The Minute Book
Saturday, 28 January 2017

Cold Steel Yet Winner of Wars (1922)
Topic: Cold Steel

Cold Steel Yet Winner of Wars

Doughboy and Bayonet Are Hopes in Battle, Says Army Questionnaire
Tin Hat His Armor
Clothed Only Against Weather and With "Own Agility Is Most Vulnerable"

"That man remains the fundamental instrument in battle, as as such can not be replaced by any imaginable instrument short of a more perfect thing than the human body, including the mind."

The Spokesman-Review, Spokane, Washington, 14 February 1922
By Associated Press

Washington, Feb 13.—The "dough boy" with a bayonet still is the "basic combatant" unit in battle. This is the virtually unanimous judgment of the American army, officially rendered in cold post-war analysis. Aircraft, tanks, bombs, machine guns, cannon, merely are valuable auxiliaries for the infantry "man in the bulk," armed with rifle and bayonet, and each foot soldier armored only by his "own agility" and a steel helmet.

For "battle is normally determined by physical encounter with the bayonet or the fear thereof," the official conclusion of the army made public today asserted. It is based on answers to a widespread "questionnaire sent recently through the war department bureaus and out through corps and divisional areas, even down to commanders of regiments, to lay the ground work for the doctrines of tactics and of training on which post-war building of the army shall proceed."

Cold Steel Always Best

The answers were unmistakable. There has been no change—soldiers who fought in France believe in the age-old-gospel of "cold steel" in war. As it was with Cromwell's grim host, striving for victory "with push of pike," with Napoleon's old guard that "dies but never surrenders," with Pickett's flower of the south" at Gettysburg, so it was with Pershing's "buddies" in France. Cold steel was the ultimate arbiter of battle.
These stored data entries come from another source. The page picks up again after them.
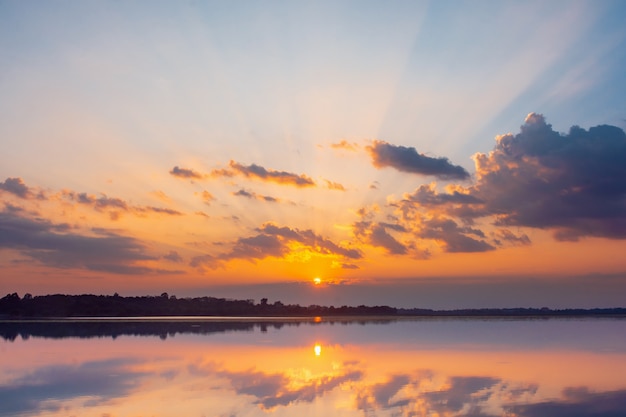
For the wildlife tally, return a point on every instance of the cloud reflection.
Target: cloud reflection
(45, 389)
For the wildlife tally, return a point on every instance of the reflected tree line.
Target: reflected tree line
(59, 305)
(88, 305)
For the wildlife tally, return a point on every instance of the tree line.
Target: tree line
(89, 305)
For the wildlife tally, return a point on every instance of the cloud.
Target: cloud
(380, 396)
(507, 236)
(577, 402)
(54, 245)
(406, 159)
(573, 184)
(278, 242)
(334, 186)
(114, 206)
(461, 394)
(376, 234)
(90, 383)
(453, 237)
(186, 173)
(259, 173)
(173, 256)
(278, 389)
(254, 196)
(345, 145)
(207, 197)
(427, 196)
(15, 186)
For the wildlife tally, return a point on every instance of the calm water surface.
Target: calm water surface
(419, 367)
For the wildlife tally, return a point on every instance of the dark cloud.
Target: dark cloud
(186, 173)
(461, 394)
(52, 245)
(345, 145)
(376, 234)
(274, 241)
(254, 196)
(573, 184)
(15, 186)
(207, 197)
(91, 383)
(334, 186)
(114, 206)
(273, 390)
(427, 196)
(379, 396)
(577, 402)
(309, 238)
(454, 237)
(409, 160)
(505, 235)
(173, 256)
(258, 172)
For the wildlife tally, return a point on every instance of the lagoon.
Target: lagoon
(314, 367)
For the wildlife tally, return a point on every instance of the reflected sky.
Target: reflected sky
(448, 367)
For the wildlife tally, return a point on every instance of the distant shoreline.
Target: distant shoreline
(165, 307)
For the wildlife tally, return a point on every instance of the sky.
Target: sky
(444, 154)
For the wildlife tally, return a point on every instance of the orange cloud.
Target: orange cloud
(257, 172)
(186, 173)
(345, 145)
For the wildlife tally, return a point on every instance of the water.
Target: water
(418, 367)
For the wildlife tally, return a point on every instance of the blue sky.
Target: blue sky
(100, 101)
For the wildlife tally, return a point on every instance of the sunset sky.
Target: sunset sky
(435, 154)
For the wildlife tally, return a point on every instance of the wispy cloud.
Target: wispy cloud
(56, 245)
(16, 186)
(407, 159)
(254, 196)
(115, 206)
(345, 145)
(258, 172)
(186, 173)
(276, 241)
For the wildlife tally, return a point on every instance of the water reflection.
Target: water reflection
(407, 368)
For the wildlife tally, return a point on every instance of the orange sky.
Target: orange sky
(200, 149)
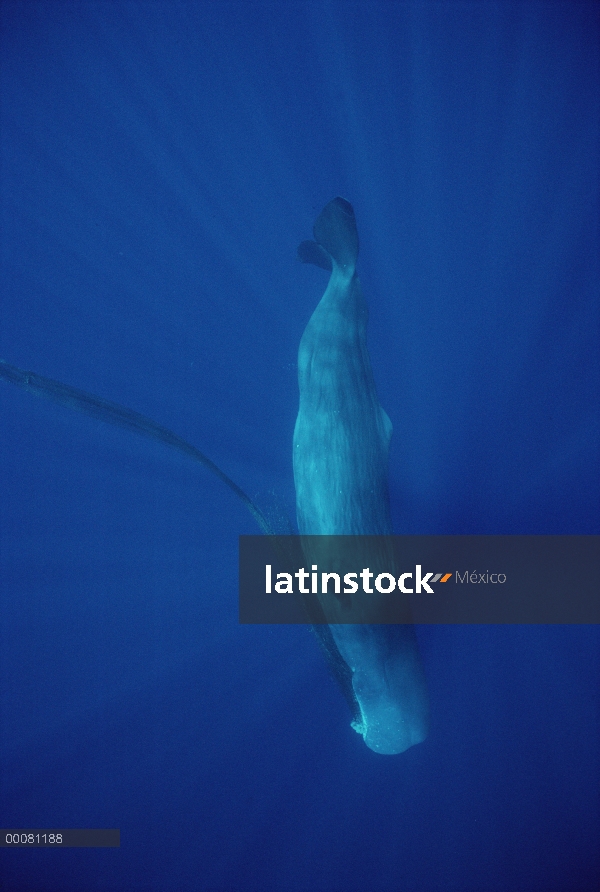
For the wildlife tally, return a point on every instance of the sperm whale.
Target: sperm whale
(340, 453)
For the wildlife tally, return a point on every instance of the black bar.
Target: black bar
(59, 839)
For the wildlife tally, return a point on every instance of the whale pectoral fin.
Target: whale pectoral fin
(310, 252)
(335, 230)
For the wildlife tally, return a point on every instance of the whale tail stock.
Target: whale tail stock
(336, 238)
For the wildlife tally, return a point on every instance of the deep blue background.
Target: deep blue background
(160, 163)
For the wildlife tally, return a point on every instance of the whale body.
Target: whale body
(341, 442)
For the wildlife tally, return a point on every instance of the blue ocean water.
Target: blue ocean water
(160, 162)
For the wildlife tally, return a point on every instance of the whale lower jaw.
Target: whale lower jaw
(388, 730)
(388, 683)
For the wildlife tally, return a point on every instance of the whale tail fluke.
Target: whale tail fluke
(336, 238)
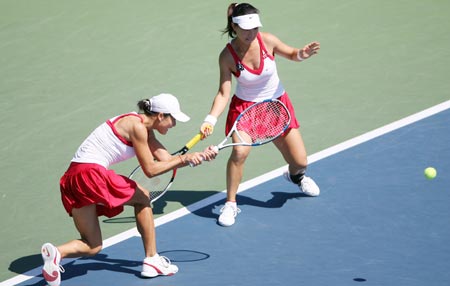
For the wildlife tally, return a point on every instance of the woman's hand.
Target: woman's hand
(309, 50)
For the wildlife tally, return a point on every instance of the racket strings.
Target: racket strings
(264, 121)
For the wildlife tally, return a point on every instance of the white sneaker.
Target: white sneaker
(51, 270)
(158, 265)
(307, 186)
(228, 214)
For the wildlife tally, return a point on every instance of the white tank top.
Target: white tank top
(104, 146)
(261, 84)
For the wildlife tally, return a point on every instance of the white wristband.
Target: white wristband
(211, 119)
(299, 57)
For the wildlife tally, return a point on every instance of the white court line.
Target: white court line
(254, 182)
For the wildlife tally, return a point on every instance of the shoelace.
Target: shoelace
(235, 211)
(165, 261)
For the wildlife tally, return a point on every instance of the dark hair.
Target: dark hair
(235, 10)
(145, 106)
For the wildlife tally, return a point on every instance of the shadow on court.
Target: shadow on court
(186, 198)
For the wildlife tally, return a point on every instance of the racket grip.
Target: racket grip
(192, 165)
(194, 141)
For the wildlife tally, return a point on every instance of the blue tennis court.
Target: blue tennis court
(378, 221)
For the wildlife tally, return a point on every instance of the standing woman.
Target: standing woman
(250, 57)
(90, 189)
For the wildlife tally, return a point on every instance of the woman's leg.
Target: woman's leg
(90, 243)
(293, 150)
(144, 219)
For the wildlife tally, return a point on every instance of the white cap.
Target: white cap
(167, 103)
(247, 22)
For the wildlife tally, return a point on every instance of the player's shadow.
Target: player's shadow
(186, 198)
(277, 200)
(102, 262)
(183, 197)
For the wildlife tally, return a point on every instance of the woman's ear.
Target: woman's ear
(160, 116)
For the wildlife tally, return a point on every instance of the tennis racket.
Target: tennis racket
(259, 124)
(159, 185)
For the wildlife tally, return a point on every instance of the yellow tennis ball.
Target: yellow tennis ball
(430, 173)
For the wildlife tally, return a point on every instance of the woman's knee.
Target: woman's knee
(94, 250)
(239, 154)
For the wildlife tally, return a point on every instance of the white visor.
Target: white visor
(167, 103)
(247, 22)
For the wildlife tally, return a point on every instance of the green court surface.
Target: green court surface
(66, 66)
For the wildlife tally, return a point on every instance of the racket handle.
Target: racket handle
(194, 141)
(192, 165)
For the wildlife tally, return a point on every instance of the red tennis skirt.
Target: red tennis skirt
(85, 184)
(238, 105)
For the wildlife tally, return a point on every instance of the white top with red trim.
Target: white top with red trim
(261, 84)
(104, 146)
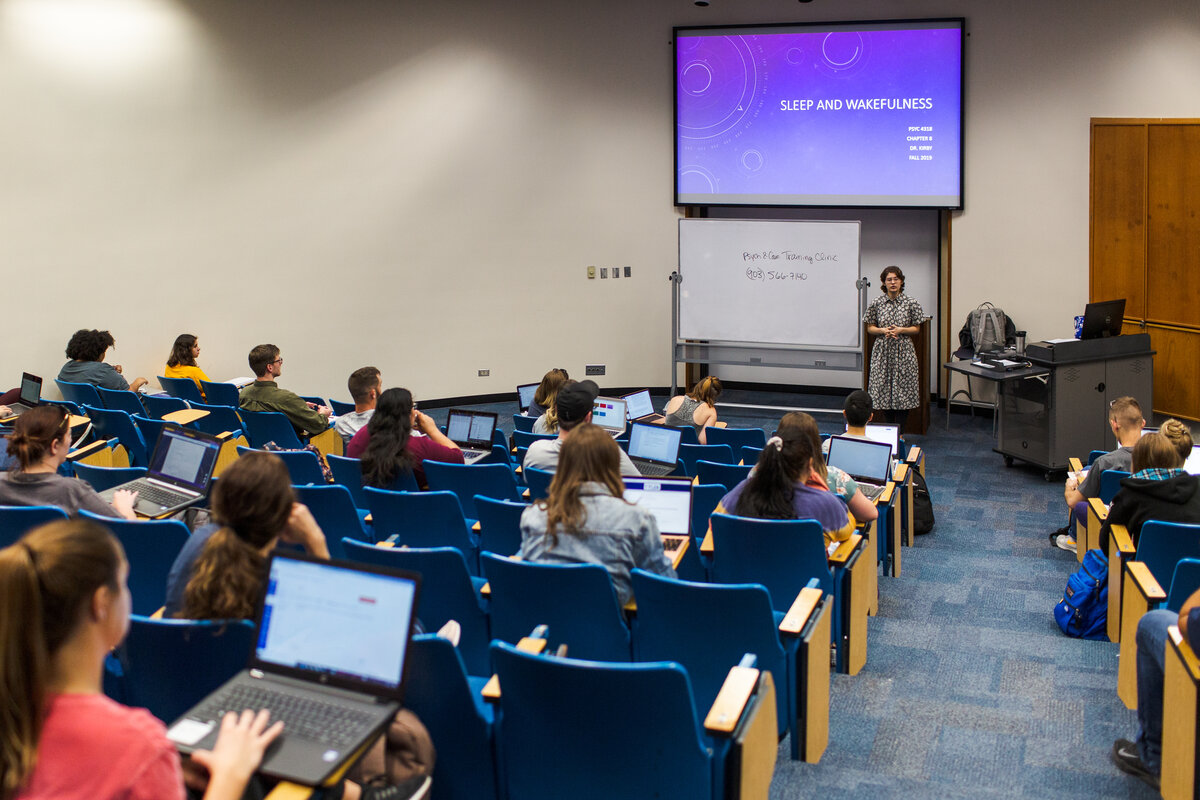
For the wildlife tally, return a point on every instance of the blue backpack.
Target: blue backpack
(1084, 608)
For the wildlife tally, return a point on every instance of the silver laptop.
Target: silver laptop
(179, 474)
(868, 462)
(654, 449)
(30, 395)
(610, 414)
(329, 659)
(640, 408)
(472, 431)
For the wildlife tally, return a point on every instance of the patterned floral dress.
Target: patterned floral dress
(894, 368)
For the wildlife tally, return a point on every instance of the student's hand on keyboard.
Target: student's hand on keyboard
(237, 753)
The conclusion follows "an exhaustive study of the influence that modern scientific development will have upon the technique of warfare, especially with regard to aviation, motor transport and tanks." Chiefs of all combat branches had their say on the questionnaire, designed to bring out the best present military thought," both on basic principles and as to changes in fighting technique necessitated by new weapons.

Planes and Guns at Issue

As the research work goes on tests will be made "to solve debatable questions." Among these is the "comparative value of bombing planes and fixed heavy guns in sea coast defences."

"It is possible at this time," the statement added, "to announce the conclusion of the war department resulting from the answers to the basic question as to which there was substantially unanimous agreement. It is concluded, and doctrines of tactics and of training will be based accordingly:

"That man remains the fundamental instrument in battle, as as such can not be replaced by any imaginable instrument short of a more perfect thing than the human body, including the mind."

Fights Best on Foot

"That man in the bulk—meaning the greater portion of the armed forces—fights with the greatest freedom of action and with greatest efficiency when on foot, not on horseback, in a tank, in an airplane, in a fixed fortification, etc.

"That to achieve decisive action he is best armed with the rifle and bayonet or the fear thereof; all other [arms support the infantry soldier who is most] vulnerable when merely clothed against the weather and armored by his own agility with steel helmet.

"That battle is normally determined by physical encounter with the bayonet or the fear thereof, all other agencies of destruction, as artillery, machine guns and aircraft, are auxiliary in their effect, however potent, and serve to make possible the advance of the foot soldier to hand-to-hand encounter.

"That infantry is the basic combat arm upon whose success normally depends the success of the army; the primary duty of other arms when associated with infantry is to assist the infantry to achieve its mission by protecting and aiding it in every way and by destroying enemy resistance to its efforts.

Infantry Against Infantry

"That no arm except infantry can be expected under normal conditions to destroy an approximately equal force of enemy infantry armed with rifle and bayonet.

"That while infantry is normally the basic arm of war, under certain circumstances or during certain phases, cavalry may replace it as the basic arm, for example in operations against mounted forces or against foot troops whose efficiency is below normal for any reason."

Misconceptions arise in the public mind, the statement said, as to the possible efforts of new agencies of war and in making public results of its studies the war department "hopes to insure that the heresymerely clothed against the weather shall never become implanted in the country that any material means can ever replace in war the individual soldier who is willing and able to fight."